Imagine having a BI dashboard that is not only interactive with support for full text and complex searches on unstructured data, but also intelligent and customized with data from the semantic web. A hybrid, if you like, of BI, search and semantics on both structured and unstructured data. The combination of MarkLogic and Tableau provides this today- and we have an example for you here on Tableau Public.
The Data Set
A little background. MarkLogic provides a free public service to the technical community called MarkMail.org, a collection of almost 9,000 mailing list archives from over a 12-year span. Currently we have over 65 million messages that you can search, including email attachments. These listserve posts, or emails, which have both structured and unstructured components (the email body) are a perfect use case for showing how we can integrate with a BI tool such as Tableau.
We used structured components such as the “to” and “from” fields as values for some of our BI “dimensions” (categories to group data by – similar to range indexes and facets in MarkLogic). In addition, we used entity extraction on the message body to pull out more terms that we might also want to use as dimensions. While MarkLogic is an enterprise NoSQL database, we can create a “view” in MarkLogic that looks like a table to a BI tool like Tableau. Through our ODBC driver, we can convert Tableau’s SQL queries to queries MarkLogic can understand. And, with MarkLogic 7, we can go even further. Tableau allows for users to type in custom SQL. MarkLogic has enhanced the SQL MATCH operator to support our complex enterprise search features such as Boolean operators, word proximity and fielded search. This is in addition to the support for full text search on the entire documents with stemming, tokenization, and all that good stuff (NOT just a grep on a relational database column)! To demonstrate our use case, we created a sample Tableau dashboard using a subset of MarkMail data.
(A note about MarkLogic’s ODBC connection. In order to provide this demo to Tableau Public, we have extracted the data from MarkLogic into a TDE file -- but you could easily run live data from MarkLogic into Tableau for real-time analysis on your own server.)
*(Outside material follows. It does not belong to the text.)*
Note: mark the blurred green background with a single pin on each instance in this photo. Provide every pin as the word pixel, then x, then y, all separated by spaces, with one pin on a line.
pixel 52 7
If you want to know more about the details on how all of this came together you can refer to the “Analytics, NoSQL, and Visualization” webinar that MarkLogic and Tableau presented through Data Science Central.
What Exactly Am I Looking At?
What you see on the Tableau Public site is a Tableau dashboard loaded with MarkMail. We’ve supplied some charts and graphs for you to play with, and we’ve built a dashboard with some of them. We’ve included a search bar using a Tableau parameter that uses a new Tableau 8 feature that supports parameters in custom SQL. That parameter is just the right hand side of a SQL MATCH query, and it can be anything you’d expect from a powerful search engine like MarkLogic: Booleans, proximity search, fielded search and so on. The entire email is searched, not just a column like you’d get with a relational database! Then, because Tableau Server and MarkLogic are http servers, you can easily embed one application or widget into another. You could have a Tableau inside a MarkLogic application, or, like in the Tableau Public case, a MarkLogic application inside Tableau. That way, you can drill right into your textual results. Try it! Click on an email snippet and a new window pops up showing the entire document (in this case an email).
But Wait, There’s More: Semantics Enriched Dashboards with SPARQL and RDF Triples
We’ve really just scratched the surface of what can be done, but if you type in “Hadoop” with a capital H (as SPARQL is case sensitive), you will see the right hand side of the dashboard fill with new data. This isn’t just any data. It’s not in a database per se, it’s coming from the Web. We’re using your search term to also search MarkLogic’s 7 triple store indexes to see “what else do we know?” -- like an infobox you see sometimes with Google searches. The Hadoop logo isn’t stored in our database, but facts about Hadoop (including a link to the image) are stored using our new RDF triple store. When you search, Tableau is converting your search to SQL and sending it to MarkLogic, and at the same time we are also sending the search term to MarkLogic through REST and converting the search to SPARQL. You could have an infobox on your dashboards, or customized pages for every user, and have results change in real-time based upon data that changed because someone on the other side of the world updated a wiki page. This is business intelligence with the power of the semantic web. Enhanced by billions or trillions of facts. Think about your dashboards in which the data shown has both data from your organization but is also enhanced by interconnected pages and facts from millions of other people – and how this might help your organization.